Caso contrário, ele será arquivado ou pode voltar para a delegacia para ser complementado. “Ele não pode ficar impune”, diz Salles. Como funcionava o esquema? Os investidores compravam ações preferenciais da factoring, que pagavam um dividendo fixo mensal de 190% do CDI, transformando as ações em uma aplicação de renda fixa. A rentabilidade alta e garantida atraiu uma multidão de interessados. Com passagem de quatro anos pelo departamento financeiro da multinacional Procter & Gamble, Guilherme Camargo seduziu jovens funcionários de bancos de investimentos como Merrill Lynch, Citibank e Goldman Sachs, que garantiram a propaganda boca a boca.

“Eles prometiam um retorno acima do que era encontrado no mercado, e o fato de conhecer os fundadores gerava confiança para investir”, diz a engenheira Daniela Fassal, que conheceu Camargo nos tempos de P&G e perdeu uma cifra não revelada no esquema. Ela diz que seu prejuízo teria sido muito maior se não tivesse resgatado parte do dinheiro, entre 2008 e 2009. O suposto esquema chegou às manchetes por ter envolvido José Roberto Ermírio de Moraes Filho, um dos herdeiros do Grupo Votorantim, que investiu R$ 1 milhão na Porto. Procurado, Moraes não retornou o contato. “Muitas pessoas do mercado financeiro foram convidadas a se tornarem sócias e terem um cargo bacana na Porto Forte, e só depois viram onde estavam metidas”, diz o analista de sistemas Rodrigo Denser, que investiu R$ 160 mil.

Ele percebeu que as coisas não iam bem quando ouviu de um amigo que estava difícil resgatar as aplicações e tentou, sem sucesso, reaver seu próprio investimento. Em 2011, quando a factoring foi desmontada, Denser participou de uma Assembleia Geral com os diretores e dezenas de investidores enfurecidos. “Foi horrível, a auditoria mostrou que Camargo tinha poder sobre a conta corrente e sobre a contabilidade”, diz. Mesmo dando início ao processo, Machado reconhece que os lesados têm sua parcela de responsabilidade. “O grande erro, meu e de outros investidores, foi ter baseado nossos aportes na confiança e não realizar uma diligência rigorosa”, diz Machado. Há vários indícios contra Camargo, que os investidores tentam provar para incluí-los na acusação.

Um deles é a suspeita de que empresas de parentes de Camargo, como a Santa Marina Agropecuária, tomaram empréstimos da factoring e jamais pagaram as dívidas.

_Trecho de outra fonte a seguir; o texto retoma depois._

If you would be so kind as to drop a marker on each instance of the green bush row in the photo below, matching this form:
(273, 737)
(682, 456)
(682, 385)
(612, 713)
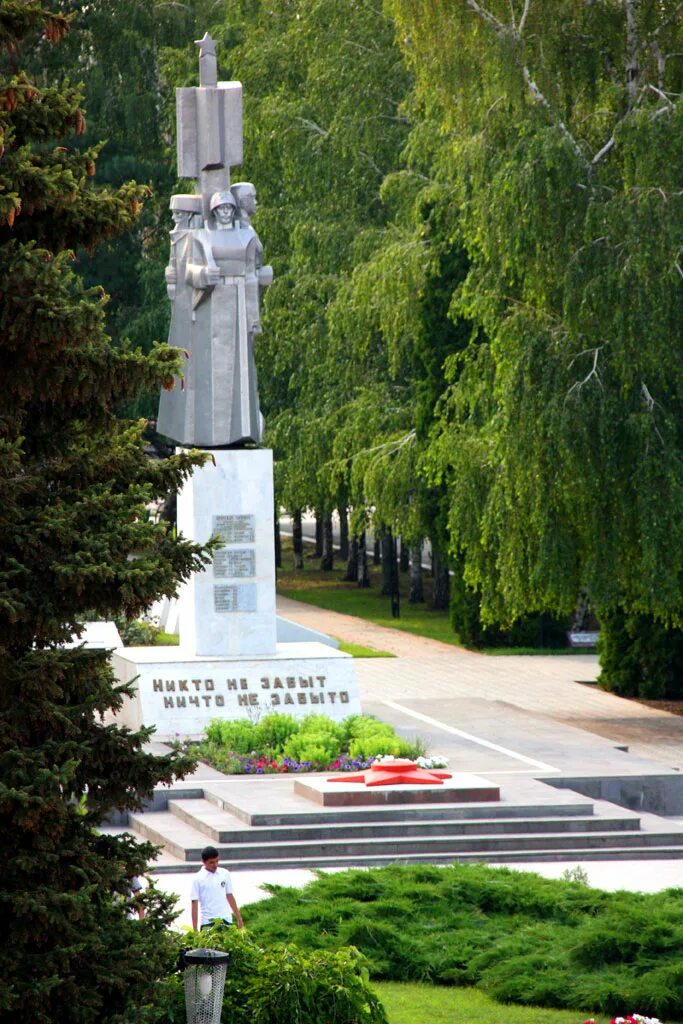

A Comissão de Valores Mobiliários (CVM) também apura se a Porto Forte cometeu irregularidades na gestão de um Fundo de Investimento em Direitos Creditórios (FIDC). Em 2011, o investidor Tiago Serrano acusou a empresa de contabilizar ativos inexistentes nos livros do fundo, o que lhe causou um prejuízo de R$ 90 mil. Ouvido pela CVM, Camargo afirmou que a Porto Forte apenas analisava a qualidade dos créditos que seriam adquiridos pelo fundo.

Consultada, a CVM informou que o processo continua em andamento. As atividades da Porto Forte foram encerradas em 2012, mas Camargo não desapareceu do mercado. Ele faz parte do conselho de administração da gestora de fundos de private equity RJCP Equity, listada na BM&FBovespa. Seu nome também surge como sócio da gestora Newbury Capital, que não é registrada na Anbima nem na CVM, e que localiza-se em um prédio residencial onde Camargo morou há um ano. O economista e a RJCP Equity foram procurados, mas não retornaram os contatos.